Goodman's team didn't address evolution directly but proposed that humans and chimps be considered branches of the same genus because of their similarities.

A genus is a group of closely related species. The human species, Homo sapiens, stands alone in the genus Homo. But there have been other species on the branch, such as Homo neanderthalensis, or Neanderthal man.

Chimpanzees are in the genus Pan along with bonobos, or pygmy chimpanzees.

Goodman's proposal would establish three species under Homo. One would be Homo (Homo) sapiens, or humans; the second would be Homo (Pan) troglodytes, or common chimpanzees, and the third would be Homo (Pan) paniscus, or bonobo chimpanzees.

There is no official board in charge of placing animals in their various genera, and in some cases alternative classifications are available.

"If enough people get agitated by this and think it's something to be dealt with there may be a symposium that takes this as the central issue and determines if this is a reasonable proposal," Goodman said. "I think it's a reasonable proposal, of course, or I wouldn't have proposed it."

Richard J. Sherwood, an anthropologist at the University of Wisconsin, isn't so sure.

The fact that chimps and humans are closely related and share a common ancestor about 7 million years ago is well known, Sherwood said, but that doesn't mean they belong in the same genus now.

Goodman's paper cites a proposal by George Gaylord Simpson that chimps and gorillas be combined in one genus — gorillas are in the genus Gorilla. Goodman says that, because chimps are more closely related to humans than to gorillas, they be added instead to Homo.

Sherwood says Simpson made that proposal in 1963 and no one is arguing today to put chimps and gorillas in the same genus.

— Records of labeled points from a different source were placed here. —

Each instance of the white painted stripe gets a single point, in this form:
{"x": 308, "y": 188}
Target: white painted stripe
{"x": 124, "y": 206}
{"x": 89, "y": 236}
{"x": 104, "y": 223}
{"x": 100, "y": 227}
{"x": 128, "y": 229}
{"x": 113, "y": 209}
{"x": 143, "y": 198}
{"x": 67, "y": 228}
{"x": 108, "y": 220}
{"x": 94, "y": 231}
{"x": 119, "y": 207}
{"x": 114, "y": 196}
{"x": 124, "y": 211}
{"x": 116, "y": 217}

"To go hunting for an historical reference like that and then use it as the sole criteria for suggesting a major shift in primate systematics is difficult to take seriously," Sherwood said.

Reclassification of chimpanzees would cause major changes in the way anthropology students learn the relationships between various types of animals, an area already involved in the debate between evolution and creationism.

Walt Brown of the Center for Scientific Creation in Phoenix, Ariz., argues that since the sequencing of human and chimpanzee DNA is not complete, saying people and chimps are that much alike is "baloney."

"We have similarities with chimpanzees, but there are a heck of a lot of differences too," Brown said.

In their study, Goodman and colleagues compared 97 genes from humans, chimpanzees, gorillas, orangutans, Old World monkeys and mice.

Genes from humans and chimps most closely resembled each other, followed by orangutans and Old World monkeys. None of the other creatures was closely related to mice.

Tracking mutation rates in the genes, the scientists estimate that the common ancestor of chimps and humans diverged from gorillas about 7 million years ago, and then separated into two species between 5 million and 6 million years ago.